Carlos Toranzo Roca

Elecciones: democracia o dictadura

miércoles, 16 de octubre de 2019 · 00:11

El título parecería maximalista, pero no lo es. ¿Hay dictadura en Bolivia? La respuesta es no, pero lo que sí existe es un régimen profundamente autoritario, en cuya cabeza está un líder o un caudillo que no tiene códigos democráticos. El norte del gobierno es mantenerse en el poder, su horizonte estratégico no es la solución de los problemas del país, ni de las carencias de la gente, su único objetivo es eternizarse en el poder.

Sus ejemplos a seguir son Cuba, Venezuela y Nicaragua, el Gobierno hace parte de esa familia antidemocrática; países en los cuales, sin duda, hay dictaduras y el deseo de Morales y del MAS es copiar esos modelos de gobierno. Justamente por eso las elecciones del 20 de octubre de 2019 ponen en escena la discusión sobre dictadura o democracia. La prolongación de Morales en el poder nos podría encaminar a un futuro dictatorial, en cambio, un triunfo de la oposición -y la única con opción electoral viable es la de Carlos Mesa-, nos podría llevar a una ruta de transición democrática. Por eso, es demasiado lo que se juega en las elecciones venideras.

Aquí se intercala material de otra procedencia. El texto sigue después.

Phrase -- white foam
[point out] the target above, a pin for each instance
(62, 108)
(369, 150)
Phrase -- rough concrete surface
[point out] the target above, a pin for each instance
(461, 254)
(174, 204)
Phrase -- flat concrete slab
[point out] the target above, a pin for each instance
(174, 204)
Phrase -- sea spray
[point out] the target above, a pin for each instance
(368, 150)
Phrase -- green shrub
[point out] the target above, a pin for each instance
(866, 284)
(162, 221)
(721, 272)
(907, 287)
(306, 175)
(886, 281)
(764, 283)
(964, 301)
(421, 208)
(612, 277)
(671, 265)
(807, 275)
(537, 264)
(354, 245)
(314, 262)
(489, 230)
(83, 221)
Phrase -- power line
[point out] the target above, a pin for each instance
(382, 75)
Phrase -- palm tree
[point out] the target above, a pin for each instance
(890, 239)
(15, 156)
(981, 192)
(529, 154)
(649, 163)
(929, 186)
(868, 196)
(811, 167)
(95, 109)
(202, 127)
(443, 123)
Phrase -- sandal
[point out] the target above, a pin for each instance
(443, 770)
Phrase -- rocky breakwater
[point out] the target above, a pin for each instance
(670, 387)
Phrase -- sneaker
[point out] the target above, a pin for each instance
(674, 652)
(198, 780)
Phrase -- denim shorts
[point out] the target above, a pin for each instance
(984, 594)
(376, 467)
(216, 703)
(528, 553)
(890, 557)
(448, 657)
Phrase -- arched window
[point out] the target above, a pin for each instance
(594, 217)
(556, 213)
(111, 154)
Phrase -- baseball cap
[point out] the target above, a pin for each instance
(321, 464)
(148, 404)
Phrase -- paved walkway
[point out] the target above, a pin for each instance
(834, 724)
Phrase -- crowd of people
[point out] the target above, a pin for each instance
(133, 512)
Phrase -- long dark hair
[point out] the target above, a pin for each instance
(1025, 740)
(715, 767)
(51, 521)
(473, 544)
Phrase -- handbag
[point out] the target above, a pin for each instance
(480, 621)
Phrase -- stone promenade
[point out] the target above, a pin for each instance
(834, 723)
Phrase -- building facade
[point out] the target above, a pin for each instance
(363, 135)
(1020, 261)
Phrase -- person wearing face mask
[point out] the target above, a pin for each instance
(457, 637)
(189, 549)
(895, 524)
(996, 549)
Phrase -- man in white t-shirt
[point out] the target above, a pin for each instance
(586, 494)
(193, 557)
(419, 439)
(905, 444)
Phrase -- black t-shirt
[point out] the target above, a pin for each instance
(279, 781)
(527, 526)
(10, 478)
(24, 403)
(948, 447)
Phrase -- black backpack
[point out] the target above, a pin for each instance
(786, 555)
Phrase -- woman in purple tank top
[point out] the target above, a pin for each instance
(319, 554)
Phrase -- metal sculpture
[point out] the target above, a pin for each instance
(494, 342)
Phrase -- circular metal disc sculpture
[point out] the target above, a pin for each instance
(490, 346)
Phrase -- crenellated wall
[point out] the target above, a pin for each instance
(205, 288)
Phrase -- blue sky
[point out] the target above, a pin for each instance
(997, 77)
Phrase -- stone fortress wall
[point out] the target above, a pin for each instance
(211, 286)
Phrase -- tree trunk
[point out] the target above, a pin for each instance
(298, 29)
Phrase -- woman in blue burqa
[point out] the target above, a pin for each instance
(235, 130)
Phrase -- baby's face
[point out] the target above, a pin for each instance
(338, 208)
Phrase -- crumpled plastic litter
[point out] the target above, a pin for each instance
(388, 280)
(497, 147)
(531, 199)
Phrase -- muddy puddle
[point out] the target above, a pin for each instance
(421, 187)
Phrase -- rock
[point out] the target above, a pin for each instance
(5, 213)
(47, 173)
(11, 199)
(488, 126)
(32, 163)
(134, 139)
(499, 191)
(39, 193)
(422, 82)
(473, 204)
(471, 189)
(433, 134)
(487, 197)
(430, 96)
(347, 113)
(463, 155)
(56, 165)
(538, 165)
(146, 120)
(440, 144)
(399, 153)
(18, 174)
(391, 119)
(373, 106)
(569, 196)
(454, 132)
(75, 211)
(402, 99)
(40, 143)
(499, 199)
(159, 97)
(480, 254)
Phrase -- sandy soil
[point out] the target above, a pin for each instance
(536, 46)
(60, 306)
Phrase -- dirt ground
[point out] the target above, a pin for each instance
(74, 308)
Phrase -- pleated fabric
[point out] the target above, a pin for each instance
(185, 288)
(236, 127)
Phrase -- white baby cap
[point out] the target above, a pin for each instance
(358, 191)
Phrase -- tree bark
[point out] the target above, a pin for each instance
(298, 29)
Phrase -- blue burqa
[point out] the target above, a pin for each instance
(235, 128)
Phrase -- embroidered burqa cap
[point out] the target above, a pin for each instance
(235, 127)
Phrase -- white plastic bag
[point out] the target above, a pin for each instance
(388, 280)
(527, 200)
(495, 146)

El gobierno del MAS ha dado muchas prebendas a la burguesía agropecuaria del oriente, por eso la CAO, Cainco, Fegasacruz y Anapo son aliadas del Gobierno. Se puede decir que esos empresarios cogobiernan con el MAS, por tanto, no es nada extraño que ellos apoyen e impulsen la candidatura de Óscar Ortiz, quien no desea el poder en 2019, sino pretende estar en la palestra política como el líder cruceño más viable y con opciones para la próxima elección, después de 2019. Pero, en el fondo, los empresarios cruceños lo que desean es que esa candidatura haga posible una victoria de Morales en primera vuelta y así evitar una segunda elección, en la cual las posibilidades del candidato ilegal no son las mejores.

Son esos empresarios cruceños los que por su voracidad han empujado -en parte- a los incendios de la Chiquitania que buscaban facilitar la expansión de la frontera agrícola. Trabajo que les fue facilitado por los “interculturales”, colonos o cocaleros del MAS, que buscaban facilitar los objetivos del empresariado cruceño. La toma de consciencia sobre los objetivos ocultos tras de los incendios han quemado, en parte, la candidatura de Ortiz. 

Pero, el Gobierno que juega un poker abierto en estas elecciones, ha inventado e impulsado la candidatura de Chi, sí de ese mismo que le otorgó un doctor honoris causa a Morales, de ese candidato que es profundamente antidemocrático, de ideas arcaicas y homofóbicas; lo que busca el MAS es evitar la segunda vuelta y para ese objetivo todo lo que le reste votos a Mesa es bueno, ese es el objetivo del candidato Chi.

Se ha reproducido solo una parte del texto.